Русско-ливонско-ганзейские отношения. Конец XIV — начало XVI в. — страница 71 из 84

Столкновение русской программы, согласно которой предварительным условием ликвидации конфликта являлось принятие Ганзой новых обязательств, касавшихся деятельности и юридического положения русских купцов в Ливонии, и ганзейской, требовавшей безоговорочной выдачи конфискованных в Новгороде ганзейских товаров и четырех задержанных ревельцев и отстаивавшей «старину», должно было привести к неудаче переговоров. О безрезультатности Нарвского съезда сообщают нам Хроника Реймара Кока (любекского хрониста) и Псковская летопись. Согласно хронике Реймара Кока, причина неудачи съезда заключалась в несправедливых требованиях русских. Псковская летопись, не останавливаясь на причинах неудачно закончившихся переговоров, лишь констатирует, что после двухнедельного съезда псковские представители вернулись в Псков, «не учиниша ничто же»[1004].

Анализ материалов Нарвского съезда и изложенной на нем программы русского правительства позволяет, как нам кажется, более точно ответить на вопрос о том, в каких целях русское правительство намеревалось использовать закрытие немецкого двора в Новгороде.

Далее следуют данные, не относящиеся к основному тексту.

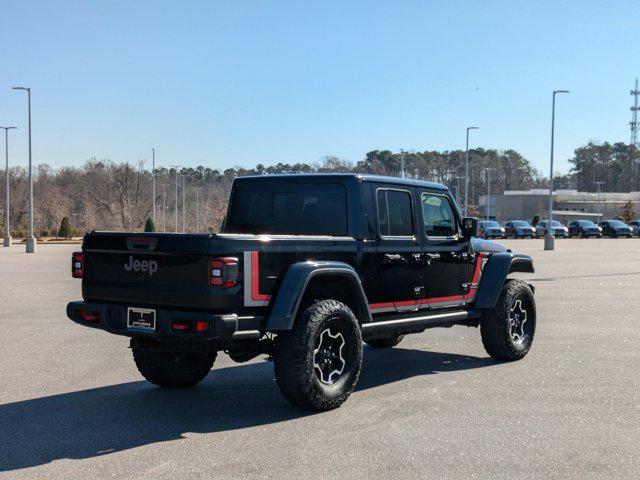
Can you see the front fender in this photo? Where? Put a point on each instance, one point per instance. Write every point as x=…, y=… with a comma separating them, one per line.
x=293, y=287
x=495, y=273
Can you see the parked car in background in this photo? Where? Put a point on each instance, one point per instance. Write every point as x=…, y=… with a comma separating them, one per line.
x=635, y=225
x=557, y=229
x=519, y=229
x=584, y=229
x=490, y=229
x=616, y=228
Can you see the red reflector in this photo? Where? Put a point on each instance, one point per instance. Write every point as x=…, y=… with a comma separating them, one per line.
x=181, y=326
x=89, y=315
x=77, y=264
x=202, y=326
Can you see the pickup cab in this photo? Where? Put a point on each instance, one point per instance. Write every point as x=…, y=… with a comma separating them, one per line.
x=305, y=269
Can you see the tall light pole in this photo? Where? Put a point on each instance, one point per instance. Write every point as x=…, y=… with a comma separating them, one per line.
x=153, y=182
x=466, y=173
x=487, y=172
x=7, y=236
x=458, y=189
x=549, y=239
x=198, y=190
x=164, y=207
x=184, y=204
x=599, y=189
x=31, y=240
x=175, y=199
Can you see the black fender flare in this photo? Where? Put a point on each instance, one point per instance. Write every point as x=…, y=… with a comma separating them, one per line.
x=495, y=272
x=294, y=284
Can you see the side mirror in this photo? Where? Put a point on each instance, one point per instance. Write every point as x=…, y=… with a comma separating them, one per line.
x=469, y=227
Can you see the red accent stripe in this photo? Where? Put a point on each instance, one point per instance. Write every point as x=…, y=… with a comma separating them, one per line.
x=255, y=280
x=451, y=298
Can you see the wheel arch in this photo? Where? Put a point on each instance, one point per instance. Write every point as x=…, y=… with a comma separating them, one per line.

Мы уже отмечали, что закрытие немецкого двора было подготовлено недовольством русского правительства положением русских купцов в ливонских городах, непосредственным же толчком к решению Ивана III послужили казни двух русских в Ревеле, со всей остротой поставившие вопрос о юридическом статусе русского купечества в Ливонии. Стремление изменить этот статус, скрывающееся de facto за требованием выдачи «злодеев», виновных в насилиях над русскими в ливонских городах, красной нитью проходит через переговоры русских властей с посольствами ливонского магистра об. улаживании русско-ганзейского конфликта. На Нарвском съезде к этому требованию в качестве второго предварительного условия ликвидации конфликта было добавлено требование принятия на себя Ганзой обязательства русские церкви и концы в ливонских городах «держать чисто» и «не чинить насилий». Таким образом, закрытие немецкого двора русское правительство использовало как средство для создания более благоприятных условий пребывания и деятельности русских купцов в Ливонии. Эта цель, которую впервые по отношению к Ганзе русское правительство выдвинуло во время русско-ганзейских переговоров 1487 г. и которую оно ставило (объективно) в момент закрытия немецкого двора, ко времени Нарвского съезда приобрела четкий характер и была изложена, в виде ряда конкретных требований, предъявленных Ганзейскому союзу.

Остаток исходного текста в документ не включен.